MANILA: Iron ore futures fell in Singapore on Wednesday, while the Dalian benchmark contract swung back and forth, as a crisis engulfing property developers in top steel producer China outweighed improving margins at mills.

Iron ore’s front-month September contract on the Singapore Exchange was down 1.6% at $112.85 a tonne, as of 0330 GMT, extending losses to a fourth session.

On China’s Dalian Commodity Exchange, the steelmaking ingredient’s most-traded September contract ended volatile morning trade up 0.4% at 796 yuan ($117.88) a tonne.

After last week’s solid gains for iron ore, sentiment has turned shaky. A private survey showed on Monday that China’s July new home prices and sales volume both fell from a month earlier.

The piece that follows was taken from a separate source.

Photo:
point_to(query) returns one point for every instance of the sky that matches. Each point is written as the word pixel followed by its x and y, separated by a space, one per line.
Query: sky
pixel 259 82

Already grappling with a debt crisis and weak demand, China’s property market has been further rocked recently by a mortgage boycott. Analysts said confidence is unlikely to be quickly restored despite government support for the industry.

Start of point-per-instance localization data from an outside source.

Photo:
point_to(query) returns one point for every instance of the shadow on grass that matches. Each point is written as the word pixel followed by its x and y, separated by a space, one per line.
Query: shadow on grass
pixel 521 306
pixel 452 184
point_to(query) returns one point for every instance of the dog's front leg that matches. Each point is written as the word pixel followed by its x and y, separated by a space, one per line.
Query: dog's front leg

“The recovery will be slow and gradual, with two major uncertainties ahead: the impact of recent mortgage boycotts on homebuyers’ confidence (and) revival of more lockdowns,” J.P.Morgan analysts said in a note.

China’s ailing property sector and its decarbonisation goal, which entails cutting annual steel production for a second straight year, remain key concerns for iron ore traders, though rebounding steel margins offer support.

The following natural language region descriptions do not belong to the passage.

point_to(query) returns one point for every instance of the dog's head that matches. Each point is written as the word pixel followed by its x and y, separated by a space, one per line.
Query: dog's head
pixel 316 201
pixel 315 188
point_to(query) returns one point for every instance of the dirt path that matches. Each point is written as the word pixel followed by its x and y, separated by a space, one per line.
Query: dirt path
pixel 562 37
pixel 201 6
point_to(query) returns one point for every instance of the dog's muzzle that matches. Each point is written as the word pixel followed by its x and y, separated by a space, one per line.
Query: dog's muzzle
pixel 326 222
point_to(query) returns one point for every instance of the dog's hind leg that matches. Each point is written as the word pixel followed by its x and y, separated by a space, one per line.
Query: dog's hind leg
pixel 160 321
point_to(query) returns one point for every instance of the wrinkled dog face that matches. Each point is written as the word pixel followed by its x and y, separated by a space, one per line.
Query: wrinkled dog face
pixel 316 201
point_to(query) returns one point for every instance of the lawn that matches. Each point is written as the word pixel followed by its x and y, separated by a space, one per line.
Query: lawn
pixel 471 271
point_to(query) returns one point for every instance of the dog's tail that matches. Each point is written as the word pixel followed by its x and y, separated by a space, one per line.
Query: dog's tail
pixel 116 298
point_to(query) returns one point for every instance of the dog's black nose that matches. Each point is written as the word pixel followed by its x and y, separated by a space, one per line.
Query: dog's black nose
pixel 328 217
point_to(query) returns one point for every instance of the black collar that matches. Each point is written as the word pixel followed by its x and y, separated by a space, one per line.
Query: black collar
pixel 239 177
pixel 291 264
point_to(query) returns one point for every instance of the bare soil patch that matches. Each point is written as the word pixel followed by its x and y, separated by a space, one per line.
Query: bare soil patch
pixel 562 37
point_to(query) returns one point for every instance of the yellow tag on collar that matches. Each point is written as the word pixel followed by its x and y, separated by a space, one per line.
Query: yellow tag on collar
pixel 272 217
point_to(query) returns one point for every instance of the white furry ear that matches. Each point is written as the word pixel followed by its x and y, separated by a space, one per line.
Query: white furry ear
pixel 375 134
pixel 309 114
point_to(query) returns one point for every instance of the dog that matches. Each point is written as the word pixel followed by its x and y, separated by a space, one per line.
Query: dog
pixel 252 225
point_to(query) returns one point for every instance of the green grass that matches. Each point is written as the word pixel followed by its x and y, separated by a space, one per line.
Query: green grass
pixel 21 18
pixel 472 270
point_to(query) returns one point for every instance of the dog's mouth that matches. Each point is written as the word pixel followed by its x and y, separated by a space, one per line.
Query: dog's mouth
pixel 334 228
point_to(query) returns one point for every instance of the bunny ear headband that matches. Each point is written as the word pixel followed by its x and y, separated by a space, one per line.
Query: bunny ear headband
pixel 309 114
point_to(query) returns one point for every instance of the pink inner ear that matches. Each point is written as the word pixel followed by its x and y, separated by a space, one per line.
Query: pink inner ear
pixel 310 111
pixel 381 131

A total of 23 blast furnaces in China resumed production between July 21 and Aug. 1, according to metals industry information provider SMM, among dozens of such facilities idled for maintenance amid weak domestic steel demand.

More mills are expected to follow suit in coming weeks, it said. Construction steel rebar on the Shanghai Futures Exchange rose 1.7%, while hot-rolled coil climbed 1.8%. Stainless steel gained 0.2%.

Other steelmaking ingredients traded higher, bucking iron ore’s volatility, with Dalian coking coal up 1.6% and coke gaining 1.8%.